I pace the room, restless, jaw tight. I can’t remember the last time I felt this way—like the ground has shifted beneath my feet, like I’ve summoned something I can’t contain. I glance at her again. Her dress is wrinkled, the pearls askew, mascara smudged beneath her eyes and still, she’s the most formidable woman I’ve ever seen.
In the end, I don’t reach for her. I don’t press my advantage. I leave her standing by the window, her profile carved in lamplight, while I pour myself a drink and try to steady my thoughts. I watch her reflection in the glass, small and distant, but unmistakably present.
The power I sought tonight feels strange in my hands: cold, cumbersome, heavier than I imagined. I look at my bride, my enemy, my greatest prize, and for the first time in years, I feel a chill of unease cut through the triumph.

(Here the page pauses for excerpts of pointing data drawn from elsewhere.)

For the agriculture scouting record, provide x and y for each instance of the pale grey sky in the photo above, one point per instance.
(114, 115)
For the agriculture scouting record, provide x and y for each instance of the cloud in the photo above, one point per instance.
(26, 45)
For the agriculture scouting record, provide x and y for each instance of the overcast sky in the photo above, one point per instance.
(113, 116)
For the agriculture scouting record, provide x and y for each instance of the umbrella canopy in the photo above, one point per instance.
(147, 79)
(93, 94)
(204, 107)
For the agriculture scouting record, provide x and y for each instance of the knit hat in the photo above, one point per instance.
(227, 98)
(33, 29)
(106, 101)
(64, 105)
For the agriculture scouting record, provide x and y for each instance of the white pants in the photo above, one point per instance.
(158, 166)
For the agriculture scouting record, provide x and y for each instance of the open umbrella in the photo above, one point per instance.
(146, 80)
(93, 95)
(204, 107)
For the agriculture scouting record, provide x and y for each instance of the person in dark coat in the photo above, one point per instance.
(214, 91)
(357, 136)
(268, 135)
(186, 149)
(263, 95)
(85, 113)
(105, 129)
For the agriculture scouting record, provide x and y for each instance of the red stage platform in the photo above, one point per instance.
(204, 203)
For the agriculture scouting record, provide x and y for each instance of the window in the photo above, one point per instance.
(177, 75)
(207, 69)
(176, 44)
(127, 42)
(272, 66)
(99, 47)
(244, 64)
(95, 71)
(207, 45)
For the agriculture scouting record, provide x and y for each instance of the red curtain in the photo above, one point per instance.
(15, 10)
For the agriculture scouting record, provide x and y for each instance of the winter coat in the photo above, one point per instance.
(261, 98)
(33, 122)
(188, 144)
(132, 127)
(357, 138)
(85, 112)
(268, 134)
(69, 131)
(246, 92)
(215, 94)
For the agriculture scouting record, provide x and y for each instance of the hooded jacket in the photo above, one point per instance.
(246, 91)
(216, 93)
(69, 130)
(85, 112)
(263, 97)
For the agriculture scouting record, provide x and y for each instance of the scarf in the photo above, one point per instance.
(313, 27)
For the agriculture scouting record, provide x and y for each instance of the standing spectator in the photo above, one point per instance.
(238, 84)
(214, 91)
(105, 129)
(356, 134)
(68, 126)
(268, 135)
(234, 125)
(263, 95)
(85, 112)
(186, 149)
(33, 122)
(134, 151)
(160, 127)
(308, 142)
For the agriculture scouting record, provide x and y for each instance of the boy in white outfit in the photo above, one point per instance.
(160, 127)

She is fire, and I have only begun to feel the burn.
Chapter Nineteen - Isabella
Emil leaves with only a nod. “I’m going to take a shower,” he says. “Change. There’s a nightdress for you.”
Then he shuts the door with a soft click.
I’m alone in a bedroom built for show: walls draped in silk, gold-edged mirrors, candles flickering along the mantel. All of it too bright, too cold.
The bed is enormous, covered in brocade that feels rough beneath my palms. I perch on the edge, wedding dress half undone, bodice loosened, my hands balled in the fabric. I stare at the door as if it might vanish.